From: Henri Sivonen <hsivonen@iki.fi>
Date: Thu, 20 Aug 2009 10:27:54 +0300
To: "Phillips, Addison" <addison@amazon.com>
Cc: Maciej Stachowiak <mjs@apple.com>, "public-html@w3.org" <public-html@w3.org>, "public-i18n-core@w3.org" <public-i18n-core@w3.org>
Message-Id: <7874BFF9-C7EA-4FE2-814F-A2AEDC38AE94@iki.fi>

On Aug 20, 2009, at 10:22, Phillips, Addison wrote:

>>> I think the world has changed significantly. In the past, setting
>> a
>>> default of UTF-8 in your browser produced mainly bad results. But,
>>> at least according to some measures [1], UTF-8 is rapidly
>> becoming
>>> the most reasonable default encoding on the Web.
>> [...]
>>> [1] http://googleblog.blogspot.com/2008/05/moving-to-unicode-
>> 51.html
>>
>> This shows an uptake in UTF-8, but it proves nothing without data
>> on
>> how much is labeled and how much unlabeled.
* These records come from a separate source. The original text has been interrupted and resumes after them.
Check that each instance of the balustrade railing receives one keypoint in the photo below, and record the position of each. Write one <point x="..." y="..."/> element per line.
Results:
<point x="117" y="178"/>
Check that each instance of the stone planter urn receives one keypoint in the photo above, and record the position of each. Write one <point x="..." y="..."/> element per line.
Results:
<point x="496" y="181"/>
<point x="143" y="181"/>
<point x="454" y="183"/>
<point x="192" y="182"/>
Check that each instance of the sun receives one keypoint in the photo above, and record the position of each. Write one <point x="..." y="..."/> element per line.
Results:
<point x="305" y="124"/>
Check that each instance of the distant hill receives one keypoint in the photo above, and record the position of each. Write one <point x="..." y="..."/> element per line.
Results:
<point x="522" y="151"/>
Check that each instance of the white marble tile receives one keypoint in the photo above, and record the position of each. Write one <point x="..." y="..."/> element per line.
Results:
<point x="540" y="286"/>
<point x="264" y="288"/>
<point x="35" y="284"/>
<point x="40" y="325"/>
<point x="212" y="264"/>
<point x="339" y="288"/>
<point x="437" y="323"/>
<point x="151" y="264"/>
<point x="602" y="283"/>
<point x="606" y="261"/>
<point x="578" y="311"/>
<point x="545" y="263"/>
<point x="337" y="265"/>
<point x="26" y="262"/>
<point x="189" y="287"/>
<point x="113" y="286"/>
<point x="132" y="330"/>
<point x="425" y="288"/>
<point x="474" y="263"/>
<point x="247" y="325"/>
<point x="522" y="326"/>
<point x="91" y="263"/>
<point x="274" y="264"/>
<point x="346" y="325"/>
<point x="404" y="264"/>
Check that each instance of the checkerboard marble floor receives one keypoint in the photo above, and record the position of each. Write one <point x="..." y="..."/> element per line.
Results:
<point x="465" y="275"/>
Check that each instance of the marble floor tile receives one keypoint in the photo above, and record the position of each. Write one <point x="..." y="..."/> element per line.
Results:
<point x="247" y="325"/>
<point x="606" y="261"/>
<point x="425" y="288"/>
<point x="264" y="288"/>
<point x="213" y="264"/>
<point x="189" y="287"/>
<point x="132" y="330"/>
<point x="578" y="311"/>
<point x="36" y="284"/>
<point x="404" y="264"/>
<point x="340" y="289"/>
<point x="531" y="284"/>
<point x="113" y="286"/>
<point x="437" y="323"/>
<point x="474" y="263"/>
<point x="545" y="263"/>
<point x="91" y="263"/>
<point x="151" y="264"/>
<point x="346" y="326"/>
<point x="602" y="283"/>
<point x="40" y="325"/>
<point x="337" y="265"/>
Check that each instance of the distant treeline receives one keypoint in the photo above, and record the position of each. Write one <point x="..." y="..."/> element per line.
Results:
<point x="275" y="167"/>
Uptake in labeled UTF-8
>> is
>> awesome but doesn't affect what makes sense as the default
>> processing
>> for unlabeled data.
>
> Ah.... but this data, I'm told, is based on the encoding *after  
> detection* by Google's crawler, not on the declaration.


But does it also exclude pages that have encoding labels? Data about  
the frequency of users hitting unlabeled pages in particular encodings  
is the interesting this here.

-- 
Henri Sivonen
hsivonen@iki.fi
http://hsivonen.iki.fi/

Received on Thursday, 20 August 2009 07:28:39 UTC